= MASSCOMP =

Former computer manufacturer from the United States

MASSCOMP logo.

The Massachusetts Computer Corporation (MASSCOMP) was a computer manufacturer based in Westford, Massachusetts. Originally conceived by C. Forbes Dewey of MIT and inventor Chester Schuler, it was founded formally in 1981. Its target market was real-time computing, with a focus on high-speed data acquisition. Its major innovation was that it created the first widely available computer product which was able to sample analog signals at one million samples per second and store the resulting data to disk continuously. Given the technology available at the time—Motorola 68000 series CPUs of only a few megahertz in speed and slow disk drives—this product represented quite a technological achievement.

The MASSCOMP MC-500 is a 68000-based microcomputer running a real-time variant of the Unix operating system. For a small company, MASSCOMP incorporated a number of ambitious and innovative projects in addition to Real-Time Unix, including its own C and Fortran compiler, a block diagram language known as "Laboratory Workbench" that allowed visual programming of real time systems to connect real-time analog inputs and outputs to signal processing operations and interactive virtual instruments for data display, and its own high level graphics subsystem.

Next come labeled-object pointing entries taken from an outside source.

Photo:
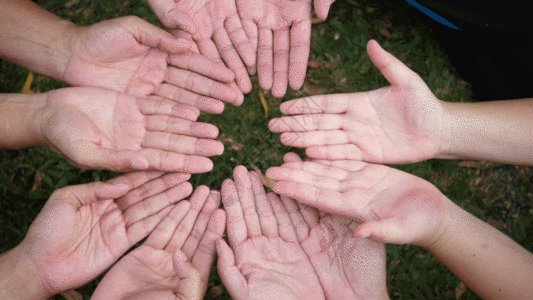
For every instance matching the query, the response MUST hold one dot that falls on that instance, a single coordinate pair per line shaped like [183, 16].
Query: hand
[81, 230]
[393, 206]
[132, 56]
[216, 28]
[282, 30]
[102, 129]
[347, 267]
[400, 123]
[265, 260]
[322, 8]
[175, 260]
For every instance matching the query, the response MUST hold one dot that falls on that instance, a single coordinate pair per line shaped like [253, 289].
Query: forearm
[499, 131]
[20, 280]
[490, 263]
[34, 38]
[20, 120]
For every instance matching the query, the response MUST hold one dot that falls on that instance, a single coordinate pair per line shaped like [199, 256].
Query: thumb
[392, 231]
[90, 156]
[229, 273]
[396, 72]
[190, 279]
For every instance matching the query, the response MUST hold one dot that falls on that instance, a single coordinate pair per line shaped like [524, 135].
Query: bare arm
[499, 131]
[489, 262]
[34, 38]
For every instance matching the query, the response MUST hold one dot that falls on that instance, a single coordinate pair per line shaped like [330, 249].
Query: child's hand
[396, 124]
[394, 206]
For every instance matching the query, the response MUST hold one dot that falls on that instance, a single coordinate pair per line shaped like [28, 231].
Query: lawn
[501, 195]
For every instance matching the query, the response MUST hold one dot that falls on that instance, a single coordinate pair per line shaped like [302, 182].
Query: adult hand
[103, 129]
[400, 123]
[265, 260]
[132, 56]
[216, 28]
[347, 267]
[81, 230]
[175, 260]
[322, 8]
[393, 206]
[282, 30]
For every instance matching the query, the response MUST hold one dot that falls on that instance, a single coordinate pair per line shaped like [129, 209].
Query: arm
[499, 131]
[489, 262]
[34, 38]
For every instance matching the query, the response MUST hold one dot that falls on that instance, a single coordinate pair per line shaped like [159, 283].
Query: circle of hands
[139, 93]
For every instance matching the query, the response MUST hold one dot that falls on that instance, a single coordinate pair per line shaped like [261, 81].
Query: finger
[150, 188]
[331, 104]
[291, 157]
[190, 282]
[239, 39]
[179, 126]
[232, 60]
[285, 227]
[204, 256]
[281, 62]
[397, 73]
[300, 176]
[139, 230]
[201, 224]
[310, 122]
[300, 48]
[335, 152]
[154, 204]
[182, 144]
[164, 231]
[253, 36]
[186, 225]
[322, 8]
[348, 165]
[243, 185]
[314, 138]
[172, 18]
[267, 219]
[230, 274]
[153, 36]
[301, 227]
[200, 85]
[183, 96]
[202, 65]
[236, 226]
[265, 59]
[176, 162]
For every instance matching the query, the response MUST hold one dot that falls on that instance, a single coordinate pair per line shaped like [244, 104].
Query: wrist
[20, 279]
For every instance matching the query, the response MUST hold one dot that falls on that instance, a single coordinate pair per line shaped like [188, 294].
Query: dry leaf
[460, 289]
[72, 295]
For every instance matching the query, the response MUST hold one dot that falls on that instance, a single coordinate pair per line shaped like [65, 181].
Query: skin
[175, 261]
[102, 129]
[216, 28]
[281, 29]
[126, 54]
[397, 207]
[264, 261]
[390, 125]
[81, 231]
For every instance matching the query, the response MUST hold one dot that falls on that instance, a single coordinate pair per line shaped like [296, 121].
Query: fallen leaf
[460, 289]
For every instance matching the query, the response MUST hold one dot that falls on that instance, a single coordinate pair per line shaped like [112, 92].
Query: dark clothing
[492, 49]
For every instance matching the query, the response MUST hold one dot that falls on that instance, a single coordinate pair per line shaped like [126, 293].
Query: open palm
[81, 230]
[263, 261]
[400, 123]
[97, 128]
[130, 55]
[281, 29]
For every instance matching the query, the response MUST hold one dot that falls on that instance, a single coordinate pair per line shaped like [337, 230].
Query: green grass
[502, 195]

MASSCOMP grew to about $65 million in sales per year and ultimately purchased Concurrent Computer Corporation (a spinoff company that was part public but majority-owned by Perkin-Elmer) in 1988 in a "junk bond deal" and assumed the Concurrent name, with aim of becoming the number one vendor in the real-time computing market. The deal cost Masscomp $240 million. Perkin-Elmer sold this company as part of restructuring of its business due to low profits in the computer market.